SPAWN is a movie in which realism, or even an attempt to draw a parallel between the problems of the hero and real life is identifiable. For most of the film the vapid Michael Jai White consumes his time ogling, jumping through roofs, and performing all kinds of acrobatic exercises which even BATMAN AND ROBIN accomplished better. It constantly reminded us we were watching a superhero movie-- a very bad superhero movie. Continually the film kept on depending on special effects, and sadly, this is how pictures are being made. Perhaps no other movie better than SPAWN illustrates the deterioration of cinema through computer wizardry. The filmmakers seem to have forgotten every human element possible.
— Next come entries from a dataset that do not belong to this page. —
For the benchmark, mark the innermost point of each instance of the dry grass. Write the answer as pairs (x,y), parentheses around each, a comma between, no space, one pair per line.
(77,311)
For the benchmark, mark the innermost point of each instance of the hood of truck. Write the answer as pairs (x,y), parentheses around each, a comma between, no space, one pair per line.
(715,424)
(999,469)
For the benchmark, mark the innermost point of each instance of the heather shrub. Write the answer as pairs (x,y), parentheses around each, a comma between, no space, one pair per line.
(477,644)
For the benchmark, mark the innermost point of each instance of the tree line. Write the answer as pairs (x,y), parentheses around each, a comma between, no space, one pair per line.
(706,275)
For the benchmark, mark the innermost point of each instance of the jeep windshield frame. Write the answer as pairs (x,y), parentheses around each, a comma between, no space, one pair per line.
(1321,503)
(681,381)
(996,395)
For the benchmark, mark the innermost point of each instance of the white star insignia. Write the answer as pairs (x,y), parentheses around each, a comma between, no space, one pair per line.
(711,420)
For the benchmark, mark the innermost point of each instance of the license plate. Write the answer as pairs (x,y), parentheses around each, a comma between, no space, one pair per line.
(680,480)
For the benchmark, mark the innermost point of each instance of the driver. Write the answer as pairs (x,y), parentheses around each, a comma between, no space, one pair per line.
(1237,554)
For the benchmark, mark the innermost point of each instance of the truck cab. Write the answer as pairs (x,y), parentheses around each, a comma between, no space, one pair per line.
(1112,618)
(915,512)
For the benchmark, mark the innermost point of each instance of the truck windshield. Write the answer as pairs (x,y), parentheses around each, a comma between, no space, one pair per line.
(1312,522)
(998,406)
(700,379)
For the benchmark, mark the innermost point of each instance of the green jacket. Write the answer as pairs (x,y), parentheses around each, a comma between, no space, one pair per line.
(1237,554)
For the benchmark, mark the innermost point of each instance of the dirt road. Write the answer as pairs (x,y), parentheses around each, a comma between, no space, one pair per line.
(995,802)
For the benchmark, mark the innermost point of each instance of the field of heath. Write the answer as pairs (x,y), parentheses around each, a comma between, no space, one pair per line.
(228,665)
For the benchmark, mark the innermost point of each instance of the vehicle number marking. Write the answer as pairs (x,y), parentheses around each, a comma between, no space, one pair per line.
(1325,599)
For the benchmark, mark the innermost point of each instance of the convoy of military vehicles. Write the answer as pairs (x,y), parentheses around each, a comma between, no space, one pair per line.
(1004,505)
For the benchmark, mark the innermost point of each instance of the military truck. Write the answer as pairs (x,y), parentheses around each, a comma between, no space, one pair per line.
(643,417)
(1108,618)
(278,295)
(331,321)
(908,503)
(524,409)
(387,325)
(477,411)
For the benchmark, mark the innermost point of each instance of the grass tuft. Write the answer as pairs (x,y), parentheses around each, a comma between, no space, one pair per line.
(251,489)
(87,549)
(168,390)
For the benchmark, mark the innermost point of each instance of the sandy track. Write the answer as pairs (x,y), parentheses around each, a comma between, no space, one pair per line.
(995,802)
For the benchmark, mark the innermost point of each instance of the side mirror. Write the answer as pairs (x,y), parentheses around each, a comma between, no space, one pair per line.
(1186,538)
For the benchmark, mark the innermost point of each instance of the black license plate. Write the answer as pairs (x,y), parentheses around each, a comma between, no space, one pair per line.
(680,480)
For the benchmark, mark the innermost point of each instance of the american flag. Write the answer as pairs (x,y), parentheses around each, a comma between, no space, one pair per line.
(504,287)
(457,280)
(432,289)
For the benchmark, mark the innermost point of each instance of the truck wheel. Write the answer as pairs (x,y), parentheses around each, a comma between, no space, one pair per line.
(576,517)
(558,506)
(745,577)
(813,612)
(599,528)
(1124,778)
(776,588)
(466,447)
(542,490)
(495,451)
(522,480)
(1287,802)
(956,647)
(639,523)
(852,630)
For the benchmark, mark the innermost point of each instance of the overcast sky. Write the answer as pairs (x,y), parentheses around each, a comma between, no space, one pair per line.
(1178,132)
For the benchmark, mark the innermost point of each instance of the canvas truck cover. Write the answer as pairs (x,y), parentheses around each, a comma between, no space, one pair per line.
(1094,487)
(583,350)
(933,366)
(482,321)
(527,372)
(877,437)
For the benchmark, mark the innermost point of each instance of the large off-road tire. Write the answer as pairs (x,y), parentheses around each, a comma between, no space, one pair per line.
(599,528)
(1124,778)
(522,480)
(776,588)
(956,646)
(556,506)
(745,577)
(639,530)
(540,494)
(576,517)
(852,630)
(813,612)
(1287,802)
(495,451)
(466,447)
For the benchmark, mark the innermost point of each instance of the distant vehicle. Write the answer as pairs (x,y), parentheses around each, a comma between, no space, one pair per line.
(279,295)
The quality of this film is abysmal and insulting.
It is perceptible that director Mark Dippe, attempted to touch the psychological chord that Tim Burton's BATMAN DID touch, the desperation of a man whose life has all but evaporated in one spontaneous act. But Bruce Wayne had human elements to him. He was pensive, resourceful and had relationships, which made our perspective on him equally human. The character of Al Simmons seems to be LONGING for a drastic change, as if he's fatigued about being normal. And as all superheroes, Batman, Superman, The Phantom, they must possess an element of normal civilians to make us think they are extraordinary. None of this is present in SPAWN.
The fighting sequences are weakly executed, the dialogue is penny-dreadful and the art direction an odious duplicate of BLADE RUNNER'S. As an example of this film's vastly creative imagination the writers of SPAWN decided to include a poor orphan boy who is abandoned and beaten, and then rescued by Spawn, so our emotions tend to be a little more sympathetic. Admittedly, I did laugh once in the film ,and that's when Todd McFarlane showed up in an unexpected cameo as a bum.
It is no wonder why so American children grow up with no engrossment for art or literature. Besides blaming a large portion of it on the laughable school system, I condemn the other part to garbage like SPAWN. Movies that present no admiration, no captivation, no richness and vague interest in what children are being subjected to. And kids will continue to see films like SPAWN, simply because they are unable to differentiate what makes an imaginative, wondrous film from an insipid and wasteful one. Children are not muppets. And SPAWN unapologetically targets children.